Surge no horizonte uma nova esperança para os colombianos, caso se concretize a afirmativa do título, feita pelo presidente Juan Manuel Santos ao trazer a público os entendimentos que seu governo vem desenvolvendo com as Forças Armadas Revolucionarias da Colômbia, as Farc, com o objetivo de dar por encerrada uma guerra cujo começo remonta aos anos 1960 quando surgiram também o Exército Popular de Liberação de tendência maoista (desmobilizado em 1991) e o Exército de Liberação Nacional, ELN. Hoje se estima que os grupos guerrilheiros contem com não mais de doze mil combatentes, mas o país segue em prontidão. As Forças Armadas e a Polícia Civil dispõem de 470 mil soldados que, somados ao imenso contingente de vigilantes privados, aos gatilleros do narcotráfico e aos bandidos resultam em cerca de 730 mil homens em armas, um para cada 63 habitantes.

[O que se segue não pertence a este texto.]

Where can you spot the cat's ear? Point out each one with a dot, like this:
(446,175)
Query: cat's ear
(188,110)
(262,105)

A tática de Santos é a mesma que foi empregada pelos últimos seis presidentes, a começar por Belisario Betancur em 1982: um período inicial de conversações secretas seguido pela instituição de mesas de negociação, em geral sob auspicios de outros países e de organizações internacionais. O auge ocorreu no período de Andrés Pastrana, quando o território livre de San Vicente del Caguán permaneceu por três anos sob controle da guerrilha. Até mesmo Álvaro Uribe negociou, embora apenas por debaixo dos panos. O resultado final sempre foi o fracasso, ou seja, mais guerra.

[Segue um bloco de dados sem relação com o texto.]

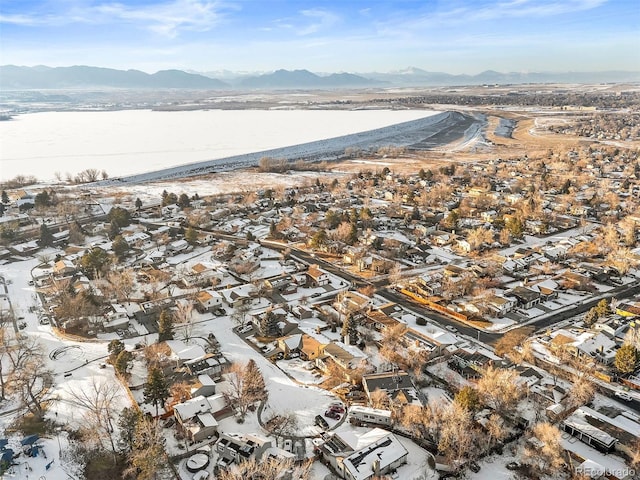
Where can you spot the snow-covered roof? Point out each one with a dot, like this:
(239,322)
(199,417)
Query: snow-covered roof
(376,456)
(182,351)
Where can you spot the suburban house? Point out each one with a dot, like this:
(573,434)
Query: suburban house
(208,364)
(311,348)
(116,318)
(500,305)
(237,448)
(208,301)
(607,429)
(397,385)
(316,277)
(346,357)
(526,297)
(182,353)
(198,417)
(236,296)
(364,456)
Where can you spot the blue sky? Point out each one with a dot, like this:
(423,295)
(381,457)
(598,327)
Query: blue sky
(453,36)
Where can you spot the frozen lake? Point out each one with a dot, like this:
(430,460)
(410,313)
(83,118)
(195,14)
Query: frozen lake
(136,141)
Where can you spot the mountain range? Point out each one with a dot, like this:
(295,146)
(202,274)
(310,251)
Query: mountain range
(41,77)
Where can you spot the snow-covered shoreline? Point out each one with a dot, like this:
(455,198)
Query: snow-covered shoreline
(401,134)
(132,142)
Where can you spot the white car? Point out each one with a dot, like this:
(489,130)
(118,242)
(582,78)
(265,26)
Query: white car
(621,394)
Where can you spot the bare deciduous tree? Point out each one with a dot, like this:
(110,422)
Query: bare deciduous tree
(499,389)
(98,401)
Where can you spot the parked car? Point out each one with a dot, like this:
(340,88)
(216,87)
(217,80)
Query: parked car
(622,395)
(321,422)
(332,414)
(245,329)
(513,466)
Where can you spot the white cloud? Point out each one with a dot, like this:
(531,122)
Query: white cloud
(323,19)
(164,18)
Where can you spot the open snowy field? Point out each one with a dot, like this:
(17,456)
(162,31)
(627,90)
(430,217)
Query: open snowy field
(136,141)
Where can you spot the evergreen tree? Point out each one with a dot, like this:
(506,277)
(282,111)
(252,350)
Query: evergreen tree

Depois de um período em que as Farc sofreram pesadas baixas, inclusive em seu secretariado dirigente, Santos parece ter chegado à conclusão de que tem melhores chances de passar à história como o grande pacificador de seu país, mesmo reconhecendo que o inimigo mantém capacidade para, inclusive, realizar ataques de grande porte nas principais cidades. O que se está chamando de rota da paz tem como base um conjunto de seis medidas recentemente aprovadas ou em fase de regulamentação. A primeira foi a renovação (até 12/2014) da Lei de Ordem Pública que permite ao Presidente da República dialogar com grupos armados ilegais.  A segunda é o marco jurídico que estabelece prioridades nas investigações e dá voz política aos que se envolvam num processo de paz. A Lei de Vítimas e Restituição reconheceu a existência do conflito armado e admite uma solução política. A Lei 1424 dá guarida a militantes desmobilizados e não envolvidos em crimes de lesa-humanidade. A Lei de Justiça e Paz, que possibilitou desarticular os grupos paramilitares das Autodefesas, está tendo sua vigência prorrogada e, por último, a Reforma do Foro Militar autoriza à justiça penal militar julgar crimes cometidos por pessoal em serviço, o que endurece o jogo na fase de tentativa de maior enfraquecimento da guerrilha.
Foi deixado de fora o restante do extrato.